Çoğumuzun korkusu ve gelmesini istemediğimiz bir zamandır yaşlanmak. Bu endişeyi kafamızdan söküp atmak için, hızla tükenen günleri düşüncelerimizden atmalıyız.Süratle biten takvim yapraklarına, ayni şekilde tükenerek kendimizi kaptırmamalıyız. Yapraklar eksilebilir, ama bizim yaşam sevinçimiz, direncimiz eksilmemelidir. Monteigne’nin güzel bir sözü bu konuya ışık tutmaktadır: Yaşlanmanın yüzümüzden çok aklımızda buruşukluklar meydana getireceğinden korkarım, der. Günümüzde sanayileşme, toplumun sosyal yapısında önemli değişikliklere neden olmuştur. Eskiden otorite olan yaşlı, toplumsal saygınlığını kaybetmeye başlamıştır. Ekonomik zorluklardan dolayı giderek küçülen aile birimi, bir çekirdek aile biçimine dönmüştür. Bundan dolayı yaşlılar son danışılan olmaktan çıkmıştır. Günümüzde erozyona uğrayan değerler arasında, büyüklere gösterilen saygıda nasibini almıştır. Toplum kişilerle, kendisine faydalı olduğu ölçüde ilgileniyor ve yaşlılarda bu özellik ortadan kalktığı zaman verilen değerde azalıyor. Hâlbuki geleceğimizi hazırlayan, sahip olduğumuz maddi, manevi değerleri elde etmemizi sağlayan büyüklerimizi her zaman aramalı, ilgi göstermeliyiz. Bireyselliğin hızla arttığı günümüzde, kaybettiğimiz bu güzel değerlerin farkına varamamaktayız. Bilmeliyiz ki biz yaşlılara nasıl davranırsak, yarında çocuklarımızdan ayni davranışı göreceğiz. Yukarıdaki satırlarımda belirttiğim gibi fiziksel olarak yaşlanabilirsiniz, önemli olan beynin yaşlanmamasıdır. İnsan kendisine olan güveniyle, araştırma çabasıyla, cesaretiyle yaşlılığa meydan okuyabilir. Hayattan korkmak kişiyi hızla yaşlanmaya, yaşama karşı mücadele etmek ise yaşama sevincine kavuşturur.

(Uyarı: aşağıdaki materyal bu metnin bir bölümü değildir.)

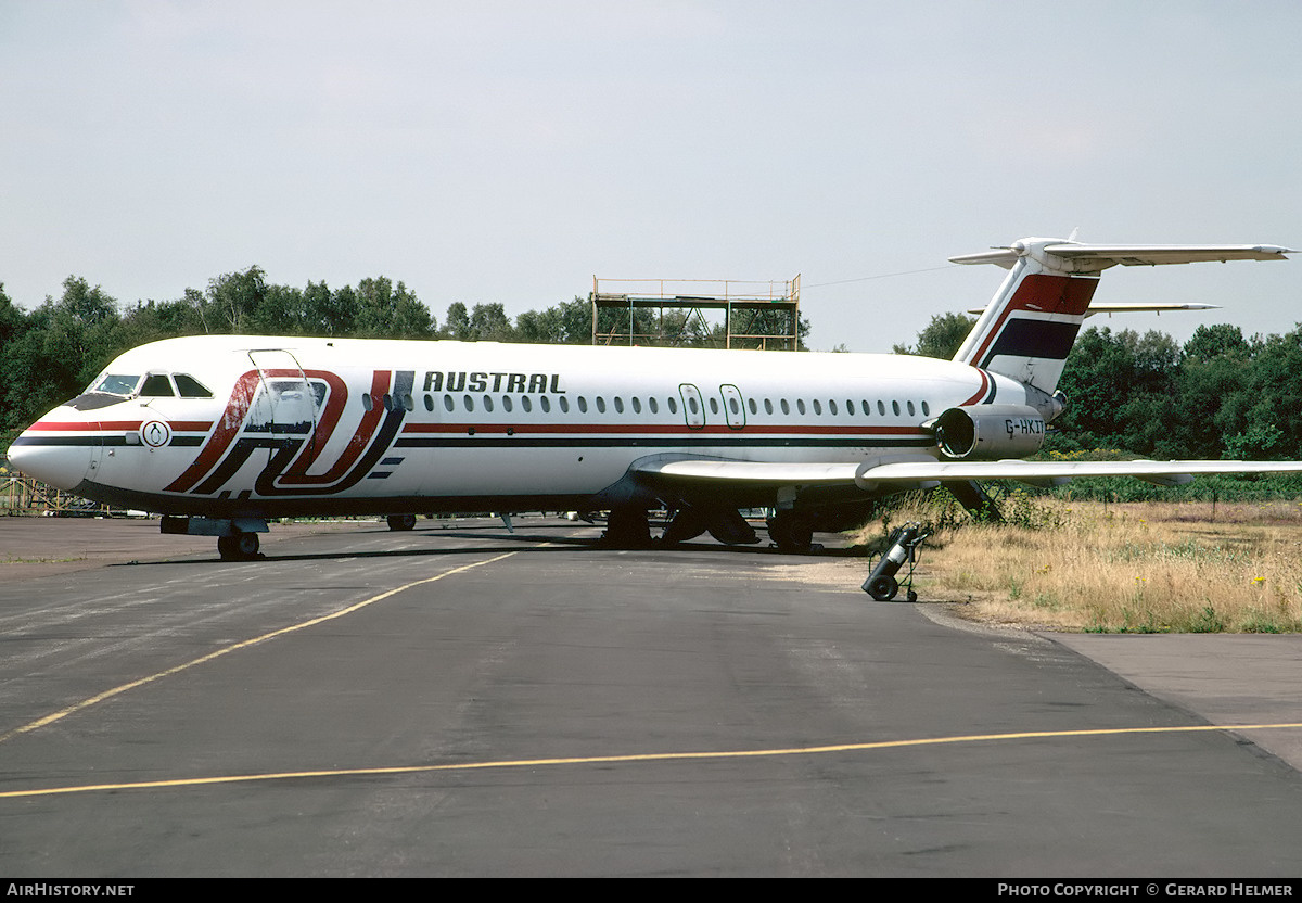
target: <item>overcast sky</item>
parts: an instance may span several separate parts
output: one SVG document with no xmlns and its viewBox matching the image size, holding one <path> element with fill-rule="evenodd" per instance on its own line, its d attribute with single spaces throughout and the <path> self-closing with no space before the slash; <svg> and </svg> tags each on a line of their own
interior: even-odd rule
<svg viewBox="0 0 1302 903">
<path fill-rule="evenodd" d="M 441 321 L 799 272 L 814 348 L 889 351 L 1004 275 L 947 257 L 1018 237 L 1302 246 L 1299 35 L 1295 0 L 0 0 L 0 281 L 385 275 Z M 1285 332 L 1302 255 L 1095 298 Z"/>
</svg>

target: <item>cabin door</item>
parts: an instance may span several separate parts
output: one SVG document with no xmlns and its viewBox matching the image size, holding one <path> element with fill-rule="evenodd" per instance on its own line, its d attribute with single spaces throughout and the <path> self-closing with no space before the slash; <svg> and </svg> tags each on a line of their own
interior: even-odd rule
<svg viewBox="0 0 1302 903">
<path fill-rule="evenodd" d="M 682 416 L 687 418 L 687 426 L 699 430 L 706 425 L 706 405 L 700 400 L 700 390 L 691 383 L 678 386 L 678 395 L 682 397 Z"/>
<path fill-rule="evenodd" d="M 290 352 L 283 349 L 251 351 L 249 358 L 258 367 L 260 384 L 249 408 L 246 431 L 264 433 L 272 455 L 283 448 L 307 444 L 310 456 L 319 403 L 303 367 Z"/>
</svg>

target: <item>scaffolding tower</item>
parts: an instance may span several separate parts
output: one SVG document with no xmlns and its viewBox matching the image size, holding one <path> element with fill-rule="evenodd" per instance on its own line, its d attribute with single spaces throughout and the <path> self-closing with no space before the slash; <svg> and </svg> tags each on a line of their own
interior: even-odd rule
<svg viewBox="0 0 1302 903">
<path fill-rule="evenodd" d="M 594 345 L 799 347 L 799 274 L 785 281 L 592 276 L 589 298 Z"/>
</svg>

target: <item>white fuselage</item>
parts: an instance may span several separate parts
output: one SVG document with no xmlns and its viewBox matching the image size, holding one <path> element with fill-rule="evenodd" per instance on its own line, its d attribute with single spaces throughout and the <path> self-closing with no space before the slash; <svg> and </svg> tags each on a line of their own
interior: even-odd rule
<svg viewBox="0 0 1302 903">
<path fill-rule="evenodd" d="M 604 507 L 656 456 L 935 457 L 947 408 L 1027 397 L 921 357 L 263 336 L 143 345 L 96 386 L 12 461 L 98 500 L 259 517 Z"/>
</svg>

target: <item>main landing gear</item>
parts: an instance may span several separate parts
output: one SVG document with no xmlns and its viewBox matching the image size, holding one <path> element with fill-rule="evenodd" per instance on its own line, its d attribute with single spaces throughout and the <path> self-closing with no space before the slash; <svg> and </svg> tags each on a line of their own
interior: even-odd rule
<svg viewBox="0 0 1302 903">
<path fill-rule="evenodd" d="M 415 515 L 389 515 L 384 519 L 391 530 L 414 530 Z"/>
<path fill-rule="evenodd" d="M 609 549 L 646 549 L 651 545 L 651 524 L 644 508 L 612 508 L 605 519 L 602 545 Z"/>
<path fill-rule="evenodd" d="M 215 536 L 223 562 L 247 562 L 260 558 L 258 534 L 267 532 L 262 517 L 185 517 L 164 515 L 159 521 L 160 533 L 178 536 Z"/>
<path fill-rule="evenodd" d="M 234 536 L 217 537 L 217 552 L 221 554 L 223 562 L 253 560 L 258 558 L 258 547 L 260 545 L 256 533 L 236 533 Z"/>
<path fill-rule="evenodd" d="M 814 525 L 794 511 L 776 511 L 768 519 L 768 538 L 779 551 L 807 552 L 814 541 Z"/>
</svg>

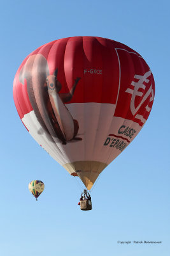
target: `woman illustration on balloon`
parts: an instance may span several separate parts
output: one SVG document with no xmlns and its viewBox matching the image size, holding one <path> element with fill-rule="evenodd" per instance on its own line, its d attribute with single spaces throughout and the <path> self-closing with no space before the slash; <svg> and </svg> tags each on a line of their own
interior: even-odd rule
<svg viewBox="0 0 170 256">
<path fill-rule="evenodd" d="M 62 144 L 71 140 L 81 140 L 76 136 L 78 122 L 74 119 L 64 103 L 70 101 L 81 77 L 76 77 L 67 93 L 59 93 L 62 88 L 57 80 L 58 68 L 50 74 L 48 63 L 41 54 L 31 56 L 22 68 L 20 82 L 27 81 L 27 92 L 36 118 L 52 137 L 57 137 Z"/>
</svg>

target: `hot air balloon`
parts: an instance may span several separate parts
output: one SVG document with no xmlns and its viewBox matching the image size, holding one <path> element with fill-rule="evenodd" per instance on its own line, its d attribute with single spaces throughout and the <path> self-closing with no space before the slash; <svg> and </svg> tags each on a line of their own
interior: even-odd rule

Bir amaçı, beklentisi olmayan, heyecanını kaybeden kişi ihtiyarlamaya kapı açmıştır.
Günümüzde fiziksel olarak yaşlanmalarına rağmen, araştırıcılık, yaratıcılık ruhlarını kaybetmeyen, hep üretmeye çalışan gerçek gençler mücadelelerine devam etmektedirler.
Gazeteci, yazar Hıfzı Topuz seksen beş yaşına rağmen hala bir eser yaratmanın mutluluğunu yaşamaktadır. En son kitabı Özgürlüğe Kurşun’u Ekim 2007 yılında yayımlamıştır. Yetmişsekiz yaşındaki yazar Turgut Özakman’ da Çılgın Türkler adlı eserinden sonra, bu yılın hemen başında Diriliş Çanakkale 1915 adlı kitabını bizlere hediye etmiştir. Tiyatromuza yıllarını vermiş Müşfik, Yıldız Kenter Kardeşlerin ortaya koyduğu eserler, toplumumuza güneş gibi yol göstermektedirler. Galatasaray’ın unutulmaz sporcularından Bülent Eken’de seksen beş yaşına rağmen, beş yıl öncesine kadar cam sporun teknik sorumluluğunu yapmıştır.
Bizlerin yaşlıların deneyimlerinden, yaşadıklarından saygı duyarak yararlanmamız gerekmektedir. Gençlerin aynada göremediklerini, yaşlılar bir tuğla parçasında okurlar. Mevlana’nın bu güzel sözü yaşlıların değerini ortaya koymaktadır. Gerek sanat, gerek diğer mesleki konularda, gerek spor faaliyetlerinde yaşlıların bize gösterecekleri yollar, bizleri başarıya, mutluluğa daha çabuk ulaştıracaktır.